Review – In 1989 Brian Fair Berkey came out of nowhere and published The Keys to Tulsa. To date, he has not published another novel. This is a shame because The Keys shows that Berkey has enormous potential as a writer, despite the book’s many flaws.
The novel centers on Richter Boudreau, the ne’er-do-well son of a once-prominent Tulsa family. Boudreau escaped Tulsa during the 1960s when he attended college at Berkeley, but finds himself stuck back home in the early-1980s. Life is pretty bleak, as Boudreau has money, drug, and relationship problems. In an unsuccessful effort to make ends meet, he teaches at Tulsa University, writes movie reviews for the local paper, and dreams of finishing a screenplay.
Though a failure by most standards, Boudreau thinks of himself as better than everyone else in Tulsa. Boudreau says:
“Tulsa was a sociopolitical jerkwater, an isolated pocket of oilmen, defense contractors, racists, Republicans, and religious fanatics – a place forgotten by time, like one of those tiny hamlets in the Appalachians where they still spoke Elizabethan English. Heterogeneous opinion was inappropriate; you spoke the common language or you kept your mouth shut. Living in such a place, he’d always felt, required a good sense of humor. The laughs were there if you kept your voice down” (page 65).
At the beginning of the novel, Boudreau falls back in with an old flame, Vicky Stover, a woman from a wealthy family who married a roughneck and lost her inheritance. Boudreau is in debt to Vickie’s husband, Ronnie, due to a drug transaction; Ronnie offers Boudreau a chance to work off the debt by doing a favor. Predictably, the favor leads Boudreau to a very dark place.

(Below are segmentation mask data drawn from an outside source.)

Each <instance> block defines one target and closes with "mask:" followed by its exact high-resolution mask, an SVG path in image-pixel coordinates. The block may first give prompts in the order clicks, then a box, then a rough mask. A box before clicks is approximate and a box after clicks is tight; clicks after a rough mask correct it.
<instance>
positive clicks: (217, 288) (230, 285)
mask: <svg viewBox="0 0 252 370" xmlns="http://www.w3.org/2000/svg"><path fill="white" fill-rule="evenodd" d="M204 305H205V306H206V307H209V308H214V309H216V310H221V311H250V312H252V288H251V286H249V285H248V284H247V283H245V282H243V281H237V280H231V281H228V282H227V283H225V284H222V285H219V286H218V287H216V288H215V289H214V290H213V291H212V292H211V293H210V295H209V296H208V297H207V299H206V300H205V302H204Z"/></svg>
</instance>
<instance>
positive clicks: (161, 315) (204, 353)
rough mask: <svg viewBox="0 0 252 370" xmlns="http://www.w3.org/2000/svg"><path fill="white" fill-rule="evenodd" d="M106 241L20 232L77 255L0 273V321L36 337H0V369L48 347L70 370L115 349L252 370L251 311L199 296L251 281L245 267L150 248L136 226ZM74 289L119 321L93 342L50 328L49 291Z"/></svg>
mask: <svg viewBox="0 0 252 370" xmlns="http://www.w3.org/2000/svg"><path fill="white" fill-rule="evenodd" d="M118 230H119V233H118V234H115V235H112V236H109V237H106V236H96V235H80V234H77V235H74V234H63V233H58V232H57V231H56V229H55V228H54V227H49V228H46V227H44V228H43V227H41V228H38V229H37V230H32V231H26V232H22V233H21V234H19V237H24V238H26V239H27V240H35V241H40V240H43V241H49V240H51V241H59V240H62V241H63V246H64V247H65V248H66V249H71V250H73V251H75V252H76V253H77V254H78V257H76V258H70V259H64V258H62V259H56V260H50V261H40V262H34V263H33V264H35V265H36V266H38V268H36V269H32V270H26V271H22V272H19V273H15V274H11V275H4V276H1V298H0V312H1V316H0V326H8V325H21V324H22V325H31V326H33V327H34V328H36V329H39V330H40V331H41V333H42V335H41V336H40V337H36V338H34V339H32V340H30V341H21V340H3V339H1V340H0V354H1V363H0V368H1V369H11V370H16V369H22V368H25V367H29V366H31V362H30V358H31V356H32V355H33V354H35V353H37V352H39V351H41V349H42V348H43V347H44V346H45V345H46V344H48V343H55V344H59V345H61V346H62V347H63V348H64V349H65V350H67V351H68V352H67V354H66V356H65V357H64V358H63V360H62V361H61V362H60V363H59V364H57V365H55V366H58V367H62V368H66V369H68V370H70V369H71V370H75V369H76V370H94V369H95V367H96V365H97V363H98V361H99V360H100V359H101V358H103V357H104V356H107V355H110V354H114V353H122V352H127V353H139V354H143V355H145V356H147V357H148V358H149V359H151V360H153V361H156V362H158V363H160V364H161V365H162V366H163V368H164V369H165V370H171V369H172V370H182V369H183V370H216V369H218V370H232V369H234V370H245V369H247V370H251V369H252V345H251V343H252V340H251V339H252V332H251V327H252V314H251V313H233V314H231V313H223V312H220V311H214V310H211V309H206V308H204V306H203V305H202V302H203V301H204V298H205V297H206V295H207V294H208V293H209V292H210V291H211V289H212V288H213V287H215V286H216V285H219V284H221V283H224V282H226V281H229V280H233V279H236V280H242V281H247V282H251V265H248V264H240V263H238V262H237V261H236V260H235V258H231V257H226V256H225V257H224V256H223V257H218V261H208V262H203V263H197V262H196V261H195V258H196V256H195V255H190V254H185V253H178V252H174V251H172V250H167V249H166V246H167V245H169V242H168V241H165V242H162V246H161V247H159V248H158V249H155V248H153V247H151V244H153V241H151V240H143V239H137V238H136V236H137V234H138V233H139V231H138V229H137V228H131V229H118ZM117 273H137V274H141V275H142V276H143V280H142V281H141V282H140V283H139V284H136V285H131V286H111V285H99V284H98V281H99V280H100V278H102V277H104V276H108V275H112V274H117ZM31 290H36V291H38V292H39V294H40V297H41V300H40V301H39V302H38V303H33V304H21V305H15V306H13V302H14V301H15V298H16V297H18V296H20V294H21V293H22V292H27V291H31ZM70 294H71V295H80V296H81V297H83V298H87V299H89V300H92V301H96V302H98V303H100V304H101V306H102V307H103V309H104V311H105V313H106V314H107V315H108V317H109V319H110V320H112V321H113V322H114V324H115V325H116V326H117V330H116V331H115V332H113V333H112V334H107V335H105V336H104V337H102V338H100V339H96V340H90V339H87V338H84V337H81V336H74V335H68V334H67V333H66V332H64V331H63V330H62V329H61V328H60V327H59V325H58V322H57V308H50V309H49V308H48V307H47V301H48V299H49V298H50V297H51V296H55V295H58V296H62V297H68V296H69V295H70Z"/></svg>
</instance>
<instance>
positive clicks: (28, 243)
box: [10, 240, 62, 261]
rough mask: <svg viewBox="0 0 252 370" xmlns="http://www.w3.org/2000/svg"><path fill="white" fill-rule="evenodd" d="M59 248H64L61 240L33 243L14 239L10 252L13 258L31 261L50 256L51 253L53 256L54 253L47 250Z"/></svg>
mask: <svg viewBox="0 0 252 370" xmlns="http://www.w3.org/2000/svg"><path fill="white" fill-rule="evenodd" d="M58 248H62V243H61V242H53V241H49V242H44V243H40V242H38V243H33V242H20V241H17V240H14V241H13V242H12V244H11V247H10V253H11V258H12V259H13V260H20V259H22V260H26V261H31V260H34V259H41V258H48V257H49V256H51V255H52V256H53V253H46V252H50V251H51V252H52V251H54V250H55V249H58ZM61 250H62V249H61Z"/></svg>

It’s difficult to generalize about The Keys. There’s a lot to like and dislike about the book. On the one hand, Berkey’s talent allows him to create vivid characters and give the reader a tour of Tulsa’s underworld. On the other, the book is burdened by its seedy cast, which often makes it difficult to care about these lowlife. Consider Boudreau description of himself:
“Waiting at the elevator door, he checked his reflection in the little window. For a long bad moment he saw someone else looking back. The reflection had the small weak mouth of an incomplete predator, a suckling; a mouth of cirrhosis and arterial cholesterol and sour lungs; the mouth of a blind creature searching for a tit. It was, in fact, his father’s mouth, and not his own” (page 50).

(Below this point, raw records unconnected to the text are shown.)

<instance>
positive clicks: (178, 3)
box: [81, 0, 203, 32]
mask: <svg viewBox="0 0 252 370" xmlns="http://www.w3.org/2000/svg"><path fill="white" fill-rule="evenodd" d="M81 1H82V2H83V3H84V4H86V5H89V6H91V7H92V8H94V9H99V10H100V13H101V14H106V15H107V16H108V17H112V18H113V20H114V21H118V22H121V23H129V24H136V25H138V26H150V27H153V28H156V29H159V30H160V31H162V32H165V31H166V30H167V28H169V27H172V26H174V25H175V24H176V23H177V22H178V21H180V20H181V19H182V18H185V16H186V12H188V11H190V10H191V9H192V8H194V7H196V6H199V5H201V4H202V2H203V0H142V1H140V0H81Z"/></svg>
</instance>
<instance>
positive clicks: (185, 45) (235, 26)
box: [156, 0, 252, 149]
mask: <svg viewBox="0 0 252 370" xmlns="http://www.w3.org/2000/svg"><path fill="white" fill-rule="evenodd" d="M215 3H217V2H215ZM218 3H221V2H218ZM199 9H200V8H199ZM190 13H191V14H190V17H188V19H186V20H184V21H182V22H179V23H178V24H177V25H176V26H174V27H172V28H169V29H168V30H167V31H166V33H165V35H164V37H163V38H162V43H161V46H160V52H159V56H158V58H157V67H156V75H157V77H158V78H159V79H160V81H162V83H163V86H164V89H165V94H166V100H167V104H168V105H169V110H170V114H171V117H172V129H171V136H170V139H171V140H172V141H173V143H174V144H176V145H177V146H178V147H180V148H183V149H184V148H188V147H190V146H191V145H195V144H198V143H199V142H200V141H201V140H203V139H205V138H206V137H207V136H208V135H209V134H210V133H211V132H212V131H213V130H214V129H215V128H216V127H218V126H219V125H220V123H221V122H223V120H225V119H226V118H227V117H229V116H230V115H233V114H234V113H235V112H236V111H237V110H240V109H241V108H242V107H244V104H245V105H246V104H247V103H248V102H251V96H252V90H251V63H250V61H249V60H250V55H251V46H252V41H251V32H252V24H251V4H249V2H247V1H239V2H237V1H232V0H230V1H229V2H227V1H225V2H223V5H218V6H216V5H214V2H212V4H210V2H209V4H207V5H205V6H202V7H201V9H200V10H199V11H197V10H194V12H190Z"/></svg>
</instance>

The Keys falls somewhere between serious and popular literature. I think that the novel works best simply as a “good story.” There is a lot of action and there are many good subplots that come together at the end. However, Berkey wants to do something more in that he comments on religious fundamentalists, Reagan’s stupidity, Tulsa’s race relations, and a host of other ills. I don’t think that the attempts to inject social commentary are particularly successful; they seem awkward to me.
This is the sort of book that reviewers often call “a promising first novel.” It’s good, but it could have been better. Who knows if we will ever see a second novel from Berkey? If hope so. In the meantime, The Keys is quite good, if imperfect.